Q. なぜ大学がないのに「大泉学園駅」という名前なのですか?学園都市計画の名前がそのまま街のブランドとして残ったためです。駅は当初「東大泉駅」でしたが、後に「大泉学園駅」へ改称されています。
Q. 大学誘致に失敗したからアニメの街になったのですか?直接的な因果関係が確認されているわけではありません。学園都市計画と、1957年の東映動画製作所の東大泉移転は別の時代の出来事です。結果として街のアイデンティティが大きく変化した、と捉えるのが適切です。
Q. 大泉学園がアニメの街と呼ばれる理由は?東映アニメーションの制作拠点が1957年から東大泉に置かれていることが大きな理由です。現在は大泉アニメゲートや東映アニメーションミュージアムもあり、練馬区も「ジャパンアニメーション発祥の地」として発信しています。
Q. 東映アニメーションミュージアムは有料ですか?入館無料です。2026年8月18日確認時点では11:00〜16:00、最終入館15:30、毎週水曜とその他不定休です。訪問前に公式開館カレンダーを確認してください。

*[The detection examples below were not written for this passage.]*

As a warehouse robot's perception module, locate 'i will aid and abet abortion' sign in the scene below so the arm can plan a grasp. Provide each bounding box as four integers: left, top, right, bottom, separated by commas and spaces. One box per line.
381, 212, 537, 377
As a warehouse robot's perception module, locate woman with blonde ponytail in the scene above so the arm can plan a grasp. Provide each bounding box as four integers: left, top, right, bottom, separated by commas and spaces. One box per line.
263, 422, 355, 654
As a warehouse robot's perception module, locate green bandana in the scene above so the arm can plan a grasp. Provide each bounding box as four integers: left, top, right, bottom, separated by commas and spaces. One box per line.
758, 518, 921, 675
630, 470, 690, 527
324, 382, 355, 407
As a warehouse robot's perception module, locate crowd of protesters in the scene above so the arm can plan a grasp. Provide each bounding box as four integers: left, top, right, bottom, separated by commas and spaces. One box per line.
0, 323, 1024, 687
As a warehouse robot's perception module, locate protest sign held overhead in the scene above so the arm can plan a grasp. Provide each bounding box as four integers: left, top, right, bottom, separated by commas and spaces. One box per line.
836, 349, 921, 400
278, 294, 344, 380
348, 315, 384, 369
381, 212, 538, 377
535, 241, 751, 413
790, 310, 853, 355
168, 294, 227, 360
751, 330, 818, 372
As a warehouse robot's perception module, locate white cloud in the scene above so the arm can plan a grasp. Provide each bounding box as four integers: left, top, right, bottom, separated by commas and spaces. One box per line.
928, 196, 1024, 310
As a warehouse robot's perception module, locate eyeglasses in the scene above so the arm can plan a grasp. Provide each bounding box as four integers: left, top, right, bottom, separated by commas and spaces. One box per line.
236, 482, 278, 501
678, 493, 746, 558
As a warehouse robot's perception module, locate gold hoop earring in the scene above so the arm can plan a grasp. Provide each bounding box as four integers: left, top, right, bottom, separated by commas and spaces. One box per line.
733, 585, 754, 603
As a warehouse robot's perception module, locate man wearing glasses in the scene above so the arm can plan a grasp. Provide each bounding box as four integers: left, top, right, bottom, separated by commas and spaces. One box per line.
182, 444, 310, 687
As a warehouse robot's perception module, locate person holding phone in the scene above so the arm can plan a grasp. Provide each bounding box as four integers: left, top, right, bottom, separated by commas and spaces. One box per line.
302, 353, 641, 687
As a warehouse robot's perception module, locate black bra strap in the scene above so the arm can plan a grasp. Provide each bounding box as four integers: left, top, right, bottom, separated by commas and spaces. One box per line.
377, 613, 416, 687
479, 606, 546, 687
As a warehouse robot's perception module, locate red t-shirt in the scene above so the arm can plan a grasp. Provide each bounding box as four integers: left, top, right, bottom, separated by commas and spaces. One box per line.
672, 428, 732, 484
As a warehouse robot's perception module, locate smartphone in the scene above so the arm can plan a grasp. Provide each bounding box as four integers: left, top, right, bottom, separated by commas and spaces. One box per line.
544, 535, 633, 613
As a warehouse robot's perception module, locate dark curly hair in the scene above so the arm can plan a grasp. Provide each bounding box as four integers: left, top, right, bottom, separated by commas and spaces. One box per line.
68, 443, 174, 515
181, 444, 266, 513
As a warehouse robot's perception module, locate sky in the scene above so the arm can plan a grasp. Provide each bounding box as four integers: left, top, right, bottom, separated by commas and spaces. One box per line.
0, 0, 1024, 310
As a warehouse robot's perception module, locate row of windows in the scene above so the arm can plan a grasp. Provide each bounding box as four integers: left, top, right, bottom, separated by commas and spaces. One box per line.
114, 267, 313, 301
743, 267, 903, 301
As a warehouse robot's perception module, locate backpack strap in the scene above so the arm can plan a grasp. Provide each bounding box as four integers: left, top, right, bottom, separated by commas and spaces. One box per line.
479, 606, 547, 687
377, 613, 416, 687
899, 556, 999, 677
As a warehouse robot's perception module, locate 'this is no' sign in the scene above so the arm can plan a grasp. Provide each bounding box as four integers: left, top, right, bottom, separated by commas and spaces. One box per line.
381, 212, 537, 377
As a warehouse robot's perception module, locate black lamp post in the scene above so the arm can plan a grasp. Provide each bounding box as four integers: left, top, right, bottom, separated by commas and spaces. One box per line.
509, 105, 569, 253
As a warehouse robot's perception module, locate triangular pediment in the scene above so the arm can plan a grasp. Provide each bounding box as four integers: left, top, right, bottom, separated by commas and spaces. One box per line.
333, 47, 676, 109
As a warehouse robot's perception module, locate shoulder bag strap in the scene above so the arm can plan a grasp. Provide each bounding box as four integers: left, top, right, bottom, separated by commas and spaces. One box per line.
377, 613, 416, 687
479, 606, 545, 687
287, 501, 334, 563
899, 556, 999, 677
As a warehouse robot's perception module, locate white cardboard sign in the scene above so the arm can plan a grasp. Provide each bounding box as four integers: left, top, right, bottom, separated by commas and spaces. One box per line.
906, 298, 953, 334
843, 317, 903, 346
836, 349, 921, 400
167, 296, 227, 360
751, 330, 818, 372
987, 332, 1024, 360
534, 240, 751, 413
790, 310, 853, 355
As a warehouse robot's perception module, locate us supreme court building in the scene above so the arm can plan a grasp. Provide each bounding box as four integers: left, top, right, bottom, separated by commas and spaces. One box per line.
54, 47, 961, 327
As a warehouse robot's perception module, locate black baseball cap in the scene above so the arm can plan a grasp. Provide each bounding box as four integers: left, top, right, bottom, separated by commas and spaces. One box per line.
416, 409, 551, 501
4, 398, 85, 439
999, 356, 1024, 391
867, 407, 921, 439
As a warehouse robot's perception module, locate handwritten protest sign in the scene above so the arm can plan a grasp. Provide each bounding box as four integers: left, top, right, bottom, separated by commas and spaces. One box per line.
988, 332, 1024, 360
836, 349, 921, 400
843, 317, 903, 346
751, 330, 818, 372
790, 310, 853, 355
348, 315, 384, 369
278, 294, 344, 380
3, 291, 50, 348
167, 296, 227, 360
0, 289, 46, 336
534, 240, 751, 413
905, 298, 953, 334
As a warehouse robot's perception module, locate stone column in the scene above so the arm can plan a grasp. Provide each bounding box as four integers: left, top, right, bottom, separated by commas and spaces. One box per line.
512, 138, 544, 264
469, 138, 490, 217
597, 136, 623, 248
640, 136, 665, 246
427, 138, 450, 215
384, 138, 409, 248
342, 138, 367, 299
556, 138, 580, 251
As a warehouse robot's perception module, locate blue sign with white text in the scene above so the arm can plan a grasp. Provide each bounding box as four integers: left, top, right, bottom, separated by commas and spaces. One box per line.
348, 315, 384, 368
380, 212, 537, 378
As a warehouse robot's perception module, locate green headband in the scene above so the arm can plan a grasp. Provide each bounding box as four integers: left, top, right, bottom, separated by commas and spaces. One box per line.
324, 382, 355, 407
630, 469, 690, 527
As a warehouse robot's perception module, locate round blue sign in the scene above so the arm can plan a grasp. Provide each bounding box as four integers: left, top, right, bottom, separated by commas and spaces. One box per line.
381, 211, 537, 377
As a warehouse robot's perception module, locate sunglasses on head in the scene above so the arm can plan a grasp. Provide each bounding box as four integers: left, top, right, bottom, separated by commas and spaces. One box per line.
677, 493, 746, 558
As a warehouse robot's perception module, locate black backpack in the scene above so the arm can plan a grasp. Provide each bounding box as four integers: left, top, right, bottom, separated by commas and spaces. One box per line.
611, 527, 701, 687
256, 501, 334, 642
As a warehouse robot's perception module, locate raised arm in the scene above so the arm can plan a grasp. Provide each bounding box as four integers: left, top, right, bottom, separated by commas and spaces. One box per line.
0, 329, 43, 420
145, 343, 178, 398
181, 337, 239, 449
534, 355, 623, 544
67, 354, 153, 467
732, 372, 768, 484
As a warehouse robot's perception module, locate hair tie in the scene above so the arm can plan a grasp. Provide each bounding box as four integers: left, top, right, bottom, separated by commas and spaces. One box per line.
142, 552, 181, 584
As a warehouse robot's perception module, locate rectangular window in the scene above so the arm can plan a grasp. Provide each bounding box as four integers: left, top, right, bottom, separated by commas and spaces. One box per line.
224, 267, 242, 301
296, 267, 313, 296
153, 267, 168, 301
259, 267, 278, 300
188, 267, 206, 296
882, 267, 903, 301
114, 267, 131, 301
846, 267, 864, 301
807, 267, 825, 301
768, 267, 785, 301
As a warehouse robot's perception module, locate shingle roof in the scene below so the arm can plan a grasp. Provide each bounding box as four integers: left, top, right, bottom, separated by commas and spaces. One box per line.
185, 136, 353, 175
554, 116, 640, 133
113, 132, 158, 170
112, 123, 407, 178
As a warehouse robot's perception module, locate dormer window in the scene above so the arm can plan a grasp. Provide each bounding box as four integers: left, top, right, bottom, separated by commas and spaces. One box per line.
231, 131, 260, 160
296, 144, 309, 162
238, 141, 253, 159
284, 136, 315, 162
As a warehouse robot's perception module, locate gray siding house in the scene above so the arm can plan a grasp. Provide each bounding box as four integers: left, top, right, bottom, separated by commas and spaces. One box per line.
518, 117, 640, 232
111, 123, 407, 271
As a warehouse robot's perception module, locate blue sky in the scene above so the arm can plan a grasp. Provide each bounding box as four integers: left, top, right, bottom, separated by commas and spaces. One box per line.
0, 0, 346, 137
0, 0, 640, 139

Q. 大泉アニメゲートは駅から遠いですか?大泉学園駅北口を出てすぐです。東映アニメーションミュージアムは北口から徒歩約15分なので、両方を見るなら北口から歩くルートが分かりやすいです。
一言で言うと
大学は来なかった。でも、街の物語はそこで終わらなかった
駅名だけを見ると、ごく普通の「学校のある街」に思える大泉学園。
ところが名前を掘ると、約100年前の壮大な学園都市計画に行き着きます。その中心になるはずだった大学は来なかった。それでも道路がつくられ、住宅地が広がり、「大泉学園」という名だけは生き残りました。
そして約30年後、今度は東大泉で日本のアニメーション史が大きく動き始めます。
実現しなかった計画の名前と、その後に生まれた新しい文化。大泉学園駅を降りたら、アニメゲートだけでなく、ぜひ駅名の「学園」の二文字にも注目してみてください。
そこには、街が最初に描いた未来と、その後に偶然ではない積み重ねで生まれた現在が、同時に残っています。